Histopathology. 2021 May 27. doi: 10.1111/his.14421. Online ahead of print.
ABSTRACT
AIMS: There is widespread perception in clinic and pathology, that the histomorphological assessment of minor salivary gland tumours (MinSG) is more difficult and hampared by more misdiagnoses than that of major salivary glands. This is based on a vague, subjective clinical impression, while scientific proof of the difference and of potentional reasons that would explain this are lacking.

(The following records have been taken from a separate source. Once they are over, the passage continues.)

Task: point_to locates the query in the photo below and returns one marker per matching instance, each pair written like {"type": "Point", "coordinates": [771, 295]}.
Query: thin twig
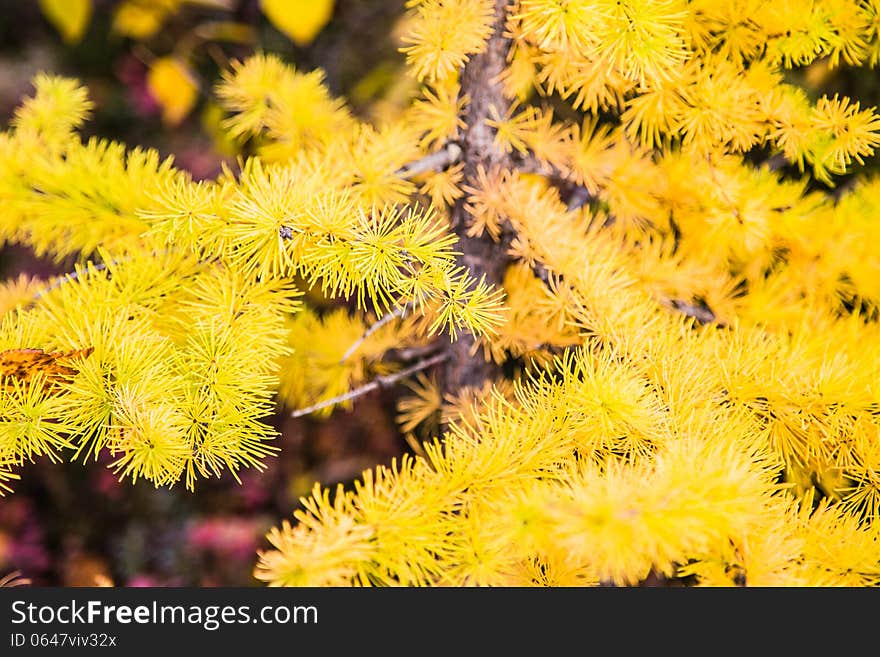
{"type": "Point", "coordinates": [436, 161]}
{"type": "Point", "coordinates": [390, 317]}
{"type": "Point", "coordinates": [63, 278]}
{"type": "Point", "coordinates": [383, 381]}
{"type": "Point", "coordinates": [577, 195]}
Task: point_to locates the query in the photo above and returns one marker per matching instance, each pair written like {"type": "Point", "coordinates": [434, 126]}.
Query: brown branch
{"type": "Point", "coordinates": [436, 161]}
{"type": "Point", "coordinates": [383, 381]}
{"type": "Point", "coordinates": [480, 81]}
{"type": "Point", "coordinates": [398, 313]}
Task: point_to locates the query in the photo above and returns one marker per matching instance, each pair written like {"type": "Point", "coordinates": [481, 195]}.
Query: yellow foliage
{"type": "Point", "coordinates": [301, 20]}
{"type": "Point", "coordinates": [70, 17]}
{"type": "Point", "coordinates": [174, 87]}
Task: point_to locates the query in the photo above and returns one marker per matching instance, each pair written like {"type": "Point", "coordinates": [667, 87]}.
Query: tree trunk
{"type": "Point", "coordinates": [479, 81]}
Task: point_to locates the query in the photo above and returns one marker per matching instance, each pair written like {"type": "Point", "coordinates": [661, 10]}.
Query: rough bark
{"type": "Point", "coordinates": [479, 81]}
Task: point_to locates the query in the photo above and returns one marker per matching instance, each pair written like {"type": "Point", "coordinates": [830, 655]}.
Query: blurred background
{"type": "Point", "coordinates": [150, 67]}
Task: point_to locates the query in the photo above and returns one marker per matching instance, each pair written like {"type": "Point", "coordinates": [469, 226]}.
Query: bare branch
{"type": "Point", "coordinates": [436, 161]}
{"type": "Point", "coordinates": [702, 314]}
{"type": "Point", "coordinates": [398, 313]}
{"type": "Point", "coordinates": [384, 381]}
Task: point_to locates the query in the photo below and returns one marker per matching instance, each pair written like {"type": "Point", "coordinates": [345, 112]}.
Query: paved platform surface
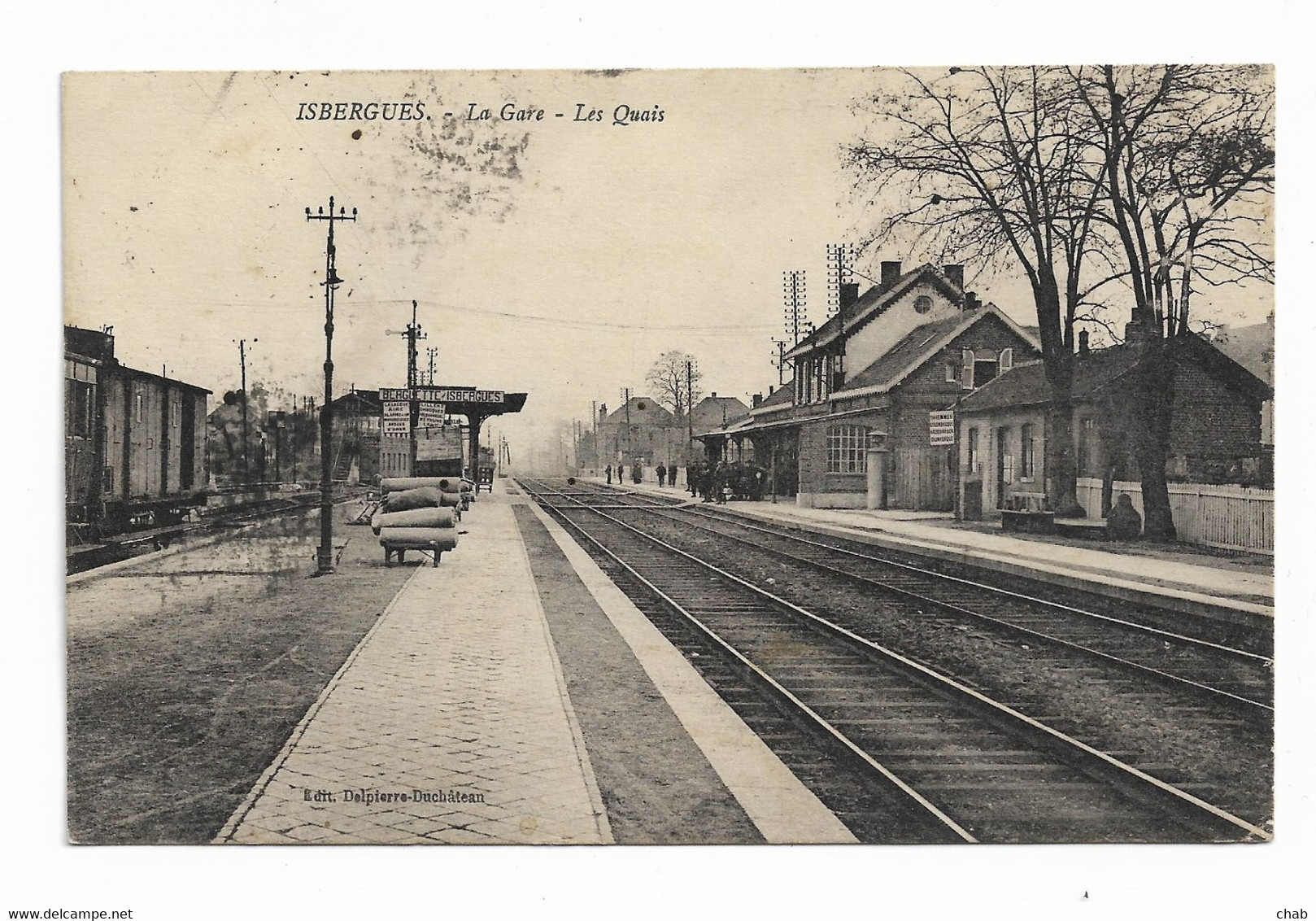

METHODS AND RESULTS: We identified fourteen putative clinical, pathological, and combined clinico-pathological reasons, which altogether could explain the phenomenon of perceived greater diagnostic difficulty of tumours of MinSG. We performed a comprehensive literature search and a statistical comparison of data from a large personal consultation series (biased for difficult cases) with cumulative data from straightforward, unselected (non-consultation) series from the literature. By that comparison we could prove with statistical significance a comprehensive series of reasons, as well as of consequences of greater diagnostic difficulty in MinSG.
CONCLUSIONS: Within the 14 criteria a high frequency of initial incisional biopsies and of low-grade category in malignant tumours emerged as the two most important reasons for enhanced diagnostic difficulty. Very rare entities, unusual locations, shortcomings in clinico-pathological communication, as well as pecularities of the special anatomic location of the hard palate, such as tumour necrosis, mucosal ulceration, pseudoinvasion, and the peculiar phenomenon of “tumoural-mucosal fusion”, contribute to further diagnostic difficulties. The awareness of these shortcomings and pitfalls enables a series of recommendations for clinic and pathology, which might help aid assessment and reduce the rate of misdiagnosis in tumours of MinSG.